Só tenho medo de me perder de mim mesma.
Temo acordar pela manhã e não me reconhecer, não me identificar, e deixar de ser útil a alguém. Posso ser esquecida pelos outros, mas não quero esquecer que sou uma peça importante para a vida. Não preciso ser vista, elogiada ou aplaudida, só quero caminhar e sentir cada pedaço de chão como meu. Sentir, ao amanhecer, o cheiro gostoso de mais um dia. Os caminhos flutuando além do meu olhar, a relva sondando meus passos, a debandada dos pássaros lançando-se em seus magníficos voos, quase me confidenciando seus medos.

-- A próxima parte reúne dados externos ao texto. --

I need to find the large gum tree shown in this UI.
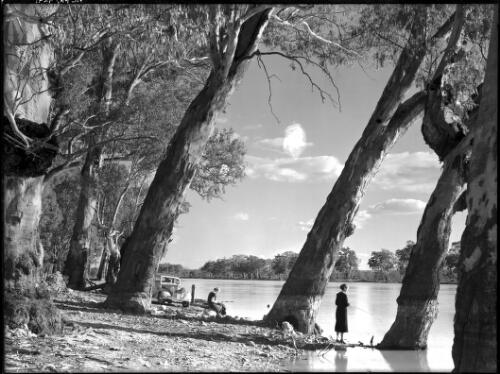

Reconhecer-me em tudo — em cada flor, nos caminhantes que nem percebem minha existência, mas não ocupam meu espaço, porque nele só eu caibo. Na novidade de cada etapa, onde me sustento. Pouco importa se me entendem ou não, se me querem bem ou não, se sou importante ou não. O que importa é que me identifico como um ser. Estou vivendo, mesmo que com pouca significância, mas existo.
E celebro, como quem celebra bodas. Encantada com os arranjos que o dia me oferece a cada passo — sejam pedras ou carne, flores ou descampados, secas ou úmidas. Tenho consciência de tudo — tenho a mim em tudo que me rodeia. Tudo pertence aos meus olhos, meus ouvidos, meu coração. Embora não possa me ver sem um espelho, sinto minha presença, e isso me faz saber que existo, que amo existir, sem me preocupar com a aparência, já que meus próprios olhos jamais me contemplarão. E os olhos dos outros não me incomodam.
Hertinha Fischer.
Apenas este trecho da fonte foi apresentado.